Дом оказался огромным, и мне понравился больше как музей, чем как жилище, и тем, что можно было выбрать себе комнату, чем я и воспользовался. Выбрал угловую, окнами на сад и выходом на мансарду, чтобы в случае чего можно было быстро выбраться наружу. Для себя я бы такой не купил, даже если бы денег была бешеная прорва – мне больше уютное жилье нравится.
После двух дней пути тупо хотелось есть и спать. Хороший сон, как говрится, лучшее лекарство. Поэтому когда Андрей закапризничал – блядь, взрослый же мужик, нет, сука, будет тут яйцами крутить, – я даже обрадовался. Без него как-то спокойнее и даже шашлыки будут на вкус смачнее.
Шашлыки Виктор готовит со знанием дела. Неспешно так, основательно, будто не на двоих, а для целой компании, я даже засматриваюсь на уверенные движения, сильные и большие руки. Вообще люблю наблюдать за профессионалами – отточенность движений без суеты и показухи всегда радовала глаз.

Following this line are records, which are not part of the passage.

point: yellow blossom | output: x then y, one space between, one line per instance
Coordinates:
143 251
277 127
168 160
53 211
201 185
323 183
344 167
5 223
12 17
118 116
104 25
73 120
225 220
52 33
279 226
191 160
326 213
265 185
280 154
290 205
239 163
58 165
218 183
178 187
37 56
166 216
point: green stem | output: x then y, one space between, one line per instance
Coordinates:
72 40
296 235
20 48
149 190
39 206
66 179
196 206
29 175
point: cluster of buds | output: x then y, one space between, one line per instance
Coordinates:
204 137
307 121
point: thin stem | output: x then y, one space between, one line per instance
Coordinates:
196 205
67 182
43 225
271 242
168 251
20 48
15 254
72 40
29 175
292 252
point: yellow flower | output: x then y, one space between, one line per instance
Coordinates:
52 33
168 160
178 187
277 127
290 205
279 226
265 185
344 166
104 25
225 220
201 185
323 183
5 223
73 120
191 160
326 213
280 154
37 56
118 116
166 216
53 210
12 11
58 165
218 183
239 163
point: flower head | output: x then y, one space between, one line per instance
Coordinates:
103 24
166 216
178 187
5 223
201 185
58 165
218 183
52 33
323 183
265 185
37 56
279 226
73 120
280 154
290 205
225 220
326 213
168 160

Особенно когда работает кто-то другой, ну, из этой пословицы, на что можно смотреть вечно. Правда, сам бы я по другому рецепту мясо мариновал, но это уже в следующий раз.
– Хорошо тут, да? – Он бросает на меня взгляды, видя, как я привычно сервирую стол, выкладывая на блюда зелень, лаваш, который мы привезли с собой, ровно нарезаю большими кусками мытые помидоры с перцами с невысохшими капельками воды и посыпаю их крупной солью.
Эх… Коньячка бы под это дело, а еще лучше – пива. Но первый день на точке, пусть даже в глухомани, не тот случай, когда можно это себе позволить. Придется соком обойтись.
– Хорошо. Но если заявятся гости, по такой дороге далеко не оторвемся. Хвоста вроде бы не было.
– Не было, – кивает Виктор. – Чисто сработали, хорошо доехали.
Взгляд у него цепкий, настороженный, даже когда отдыхает. И на окна Андрея зыркает время от времени. С этими золотыми яйцами всегда так – никогда нельзя расслабляться до конца. Тут ведь как – снаружи вроде как нормализуется, устаканится, так изнутри может рвануть. Эти «мамины царапинки» другой раз такое выкидывают от нервов или со скуки, что даже представить в трезвом уме невозможно.
– Машина готова?
Виктор переворачивает скворчащие на углях шашлыки, и у меня от запаха жарящегося мяса в животе громко урчит – все эти дорожные перекусы никогда до добра не доводят. Виктор улыбается и понятливо подмигивает – самый лучший комплимент шеф-повару, как говорится.
– Обижаете! – говорю. Я же обошел по периметру двор, изучил сад и дом со стороны, посмотрел на видеозаписи с камер почти сразу, следом за ним. Не потому, что не доверял, а потому, что у меня должен быть свой четкий план в голове – должен хорошо ориентироваться куда двигаться, если обложат.
– Макс, давай на «ты» уже. Нам тут долго куковать.
– Да не вопрос, на «ты» так на «ты». Природа тут хорошая, а клещей, как думаешь, нет? Ну, кроме Андрея?
Виктор усмехается, качает головой:
– Не должно быть. Не сезон. Но аптечку надо проверить – если чего не хватает, на твой взгляд, надо в городе докупить.